In Paragraf 12 des Normvertrags zu „Änderungen der Eigentums- und Programmstrukturen des Verlags“ steht in Absatz 1: „Der Verlag ist verpflichtet, dem Autor anzuzeigen, wenn sich in seinen Eigentums- oder Beteiligungsverhältnissen eine wesentliche Änderung ergibt.“ Wer dies in seinem Vertrag stehen hat, hat also definitiv das Recht, informiert zu werden. Doch wie sieht es aus, wenn der eigene Vertrag einen solchen Paragrafen nicht enthält? Und steht auch irgendwo geschrieben, wie schnell die Information erfolgen muss? Dazu Professor Dr. jur. Peter Lutz: „Leider lässt sich die Frage nicht durch die Angabe einer bestimmten Frist beantworten. Das Gesetz (§ 34 UrhG) geht von dem Grundsatz aus, dass es der Zustimmung des Urhebers bedarf, um Nutzungsrechte weiter zu übertragen. Ausnahme: Die Weiterübertragung erfolgt im Rahmen einer Gesamt- oder Teilveräußerung eines Unternehmens. Das ist der Fall, wenn eine Rechtsperson fortbesteht, aber alle ihre Urhebernutzungsrechte – oder ein wirtschaftlich sinnvoll abgrenzbarer Teil davon – veräußert werden.
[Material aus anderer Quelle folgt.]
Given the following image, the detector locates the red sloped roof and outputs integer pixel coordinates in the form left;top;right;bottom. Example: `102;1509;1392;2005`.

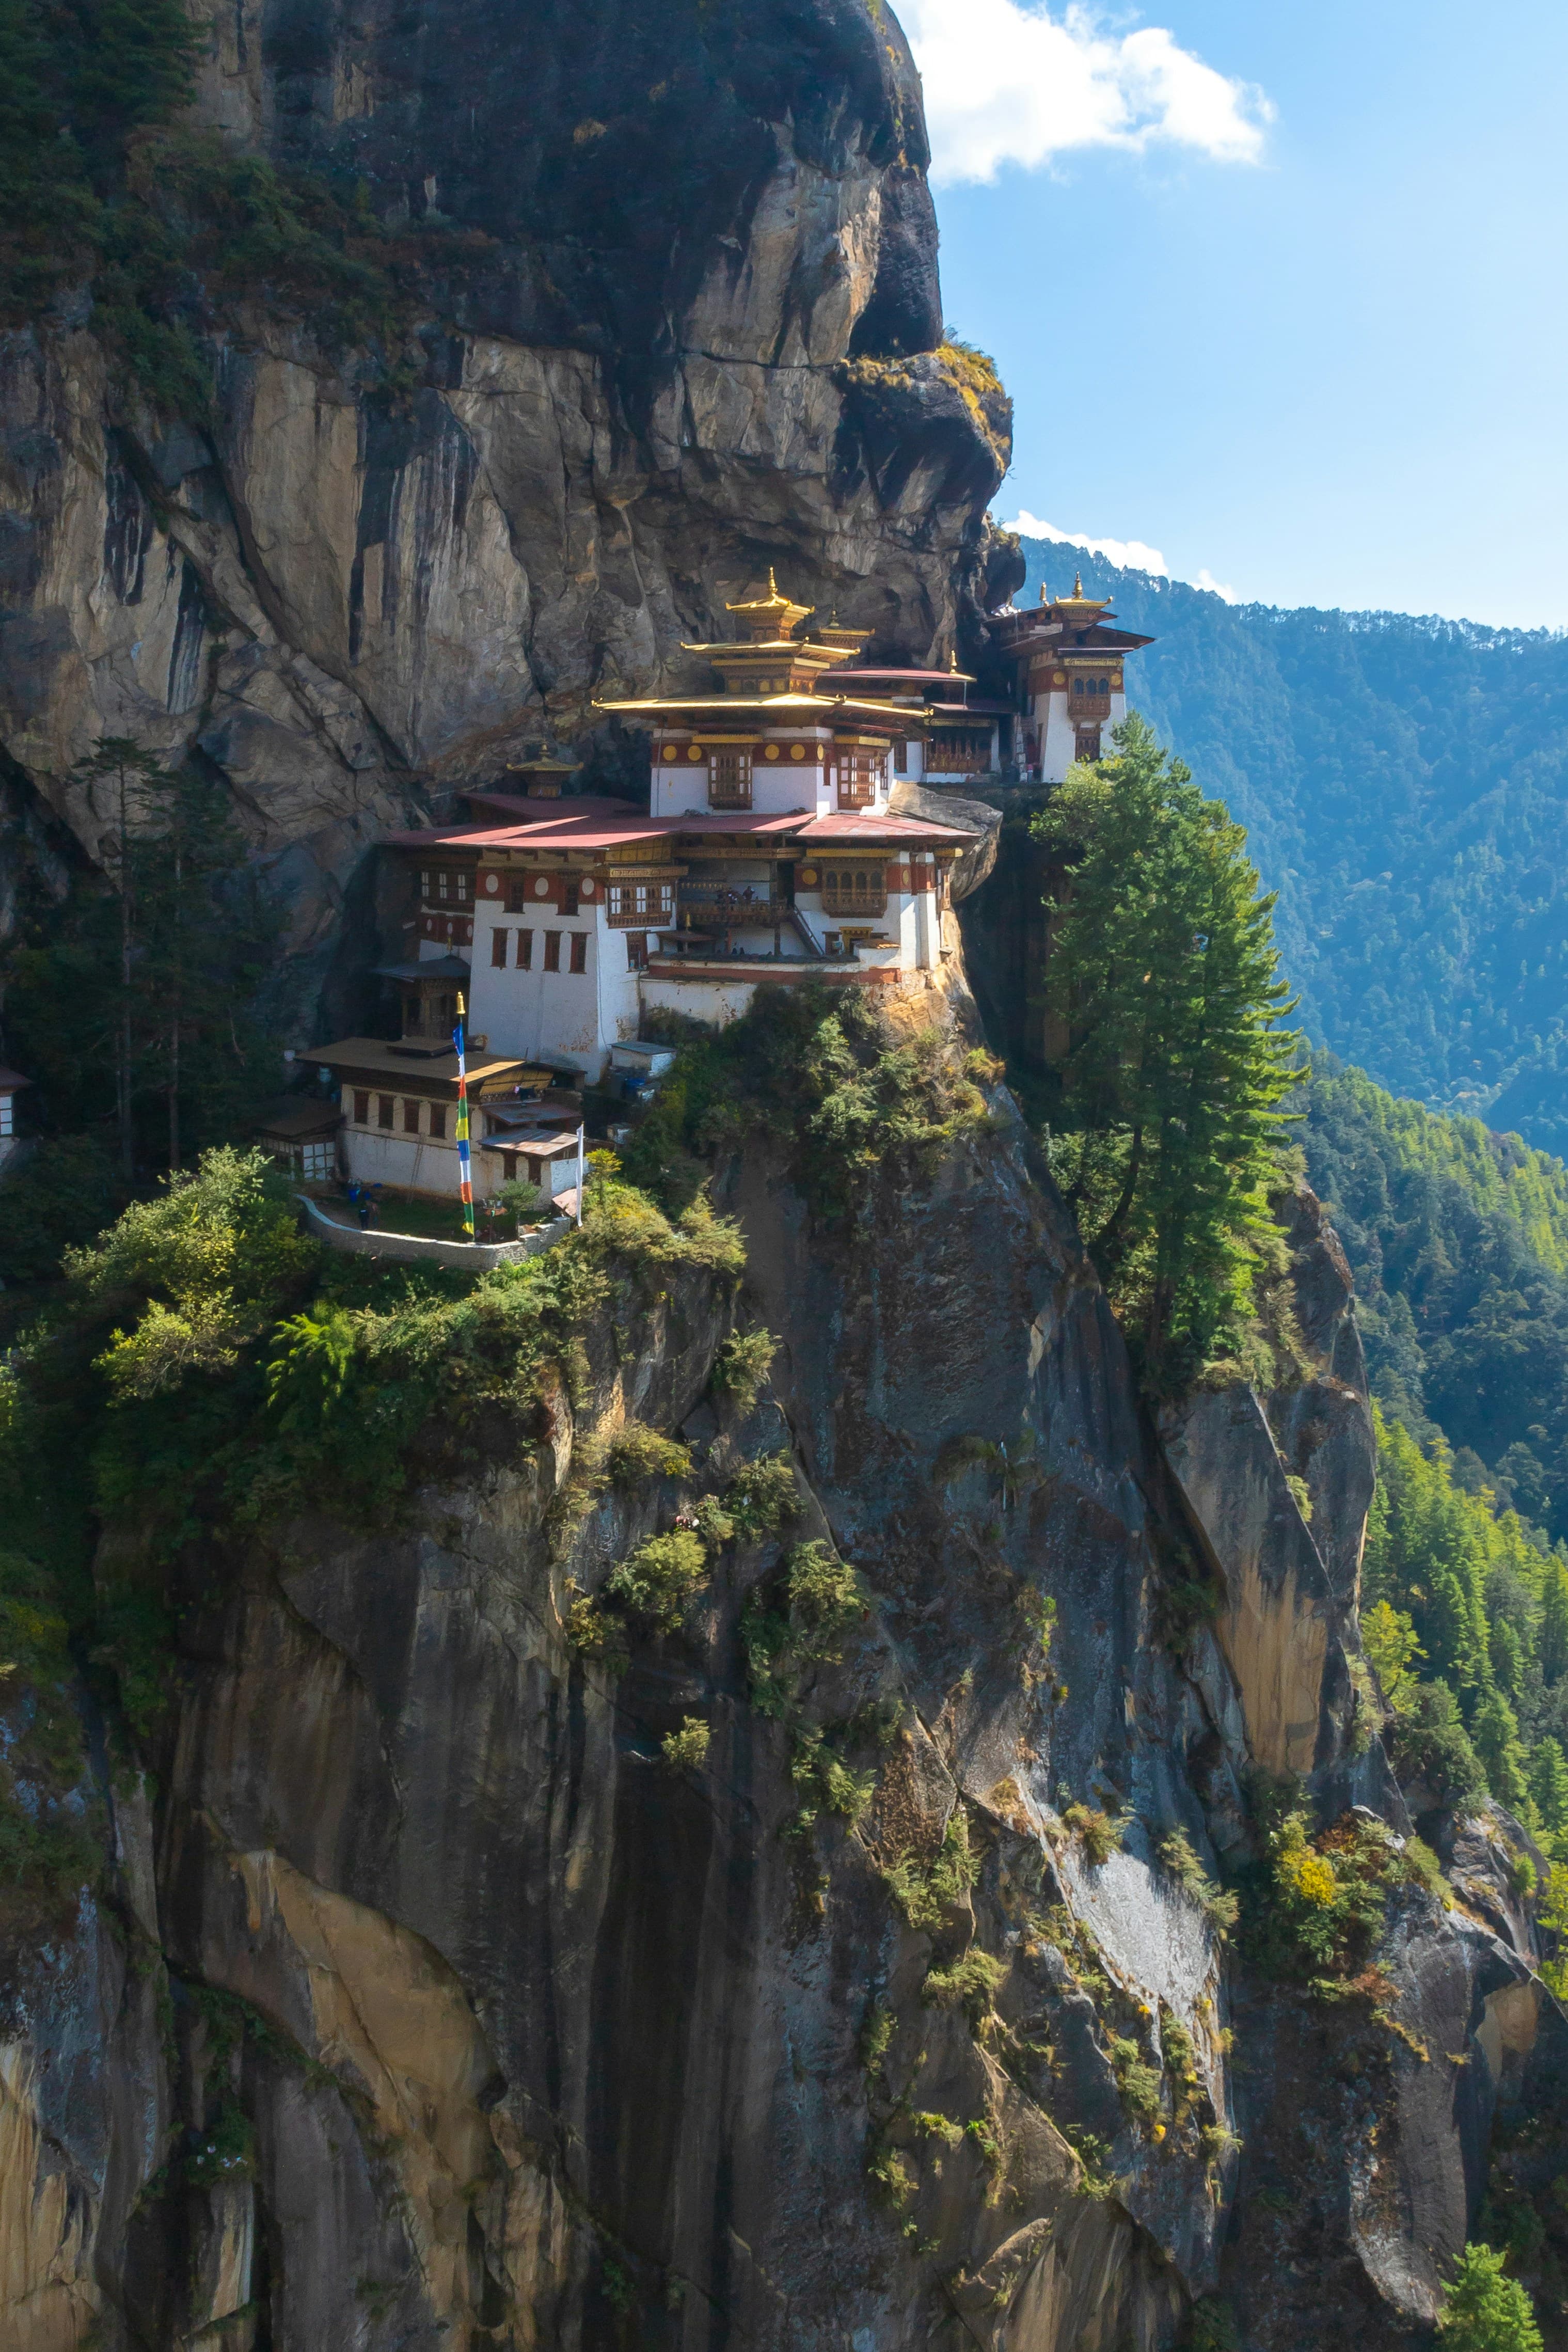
794;811;975;845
Dann steht den betroffenen Urhebern ein Rückrufrecht zu, falls ihnen die Ausübung des Verlagsrechts durch den Erwerber ‚wider Treu und Glauben‘ nicht zuzumuten ist. Gleiches gilt, wenn nicht Rechte übertragen werden, sondern eine wesentliche Beteiligung an einem Unternehmen. Im Gesetz steht nicht, wann der Erwerber oder Veräußerer die Urheber informieren muss, das Gesetz sieht auch keine ausdrückliche Frist vor, innerhalb derer der Urheber seinen Rückruf zu erklären hat. Die Fachliteratur zum Thema sagt, dass der Rückruf innerhalb angemessener Frist nach Kenntnis von der Veräußerung erfolgen muss. - Genannt werden dazu die unterschiedlichsten Fristen, ohne dass ein Gerichtsurteil Klarheit gebracht hätte. Ich meine, dass Autoren sich mit einem Rückruf nicht länger als drei Monate ab Kenntnis Zeit lassen sollten. Wollen die an einer Veräußerung Beteiligten Rechtsklarheit, müssen sie die Autoren also rasch von der Übertragung der Rechte informieren. Laut Urheberrechtsgesetz besteht keine Pflicht des Veräußerers oder des Erwerbers zur Information, sondern nur die Obliegenheit die Urheber im eigenen Interesse zeitnah zu informieren.“
Da ich schon mal dabei war, konnte ich Professor Lutz auch gleich fragen, wessen Pflicht es eigentlich genau ist, den AutorInnen Bescheid zu geben: die der Geschäftsleitung oder die der Mitarbeiter? Seine Antwort: „Rechtlich gibt es dazu keine Vorgaben, da der Autor nur von der Lage wissen muss, um sein Rückrufrecht auszuüben. Woher seine Kenntnis stammt, ist irrelevant; sie muss nicht einmal von Verlagsseite herrühren.“
Kurz gesagt: Verlagsverträge und Urheberrechtsgesetz treffen keine Aussage darüber, wann Verleger Mitarbeiter und AutorInnen über einen Verkauf zu informieren haben. So bleibt es immer auch eine Stilfrage. Verständlich ist, dass die Information erst dann erfolgt, wenn Fakten geschaffen sind, da so ein Deal ja auch im letzten Moment noch platzen kann.
Muss ich Angst haben, dass der neue Verlag meinen Vertrag nicht mehr erfüllt?
Rein juristisch gesehen ändert sich durch den Verkauf eines Verlages zunächst einmal nichts. Denn der neue Eigentümer steigt damit „vollumfänglich“ in die Rechte und Pflichten des bestehenden Vertrags ein. Die einzige Gefahr, die drohen könnte, ist, dass der neue Verlag eine sogenannte „Programmbereinigung“ vornimmt, etwa, um den Lagerbestand und somit Kosten zu reduzieren. Nebenwirkungen laut Packungsbeilage: Werke könnten frühzeitig aus dem Programm genommen werden. Auch in diesem Fall gilt wieder, was im jeweiligen Verlagsvertrag steht.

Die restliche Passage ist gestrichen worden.